Joel Stroup, whose bio indicates a background in hip-hop dance as well as ballet, jazz and modern, directed the third piece, a duet between Sarah Boyack and Elisa Werner that featured video projection. The women maintained an antiseptic distance throughout most of the dance, a display of variety from its communal predecessor. The dancers reinforced a sort of modern, restrained feel with costumes featuring bindings made of colored tissue.

Behind them the screen projected grainy, slow-motion images of the women onstage, a device that in film class would have been some sort of meta-critique of media culture.

Maiya Silver, recipient of a choreography fellowship at UNCG, directed the final piece before intermission, a duet that upended the whole notion of dance as beauty. In fact, her piece, “sLow: SOULLOW SOLO” was almost painful to watch. One of the characters flops helplessly, like a tangled marionette, while the other pirouettes with ease.

The audience’s attention focuses on the dancer in the foreground who struggles to gain footing. She finds herself more often than not flailing against the dance floor.

In addition to choreographing the dance, Silver performs the role of the hapless, broken dancer. Behind her a row of tea lights resemble a runway, and as she makes her way upstage, she extinguishes each one. Her counterpart, dancer Amy Love Beasley, unleashes a cloud of down feathers near the end of the piece, which ends with Silver wallowing in their softness.

After intermission, several dancers gathered for a piece titled “A Richer Brew,” by Camerin Allgood McKinnon. The dance began with the group in the center, then they moved out and onto café tables set in front of the first row of the audience. The dancers communicated with their hands, in sign language and by clapping.

The sixth piece had something of a narrative arc and featured two dancers surrounded by a group of four. Dancers on the perimeter appeared at times to persecute the inner pair as the ensemble moved across the dance floor. The music came from the film Gladiator and accentuated the tension in the dance.

Music from the Blue Man Group accompanied the final piece, a set-heavy segment featured the largest cast of the afternoon.
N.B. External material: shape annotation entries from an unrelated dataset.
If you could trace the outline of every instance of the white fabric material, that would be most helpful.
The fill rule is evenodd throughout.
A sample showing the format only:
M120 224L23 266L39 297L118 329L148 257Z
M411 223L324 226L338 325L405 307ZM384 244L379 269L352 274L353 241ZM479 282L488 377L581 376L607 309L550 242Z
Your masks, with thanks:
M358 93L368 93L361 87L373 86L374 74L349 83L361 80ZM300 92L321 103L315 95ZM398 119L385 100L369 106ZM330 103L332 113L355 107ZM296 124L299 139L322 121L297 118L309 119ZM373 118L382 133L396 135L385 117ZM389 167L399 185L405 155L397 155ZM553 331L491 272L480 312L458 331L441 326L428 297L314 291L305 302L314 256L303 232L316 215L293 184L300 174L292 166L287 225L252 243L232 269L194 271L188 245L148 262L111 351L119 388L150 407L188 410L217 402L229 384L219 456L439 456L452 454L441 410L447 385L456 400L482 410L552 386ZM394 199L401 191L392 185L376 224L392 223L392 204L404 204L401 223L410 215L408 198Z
Six dancers manipulated large, rolling mirror segments, pushing them around the stage and flirting with their reflections. Then they reversed the sections, revealing a graffiti-covered wall.

At the end of the evening, the seven graduating choreographers bowed, bouquets in hand. The evening felt real enough; perhaps the students’ next stop will not be reality but a recital hall bigger and glitzier than the one at UNCG.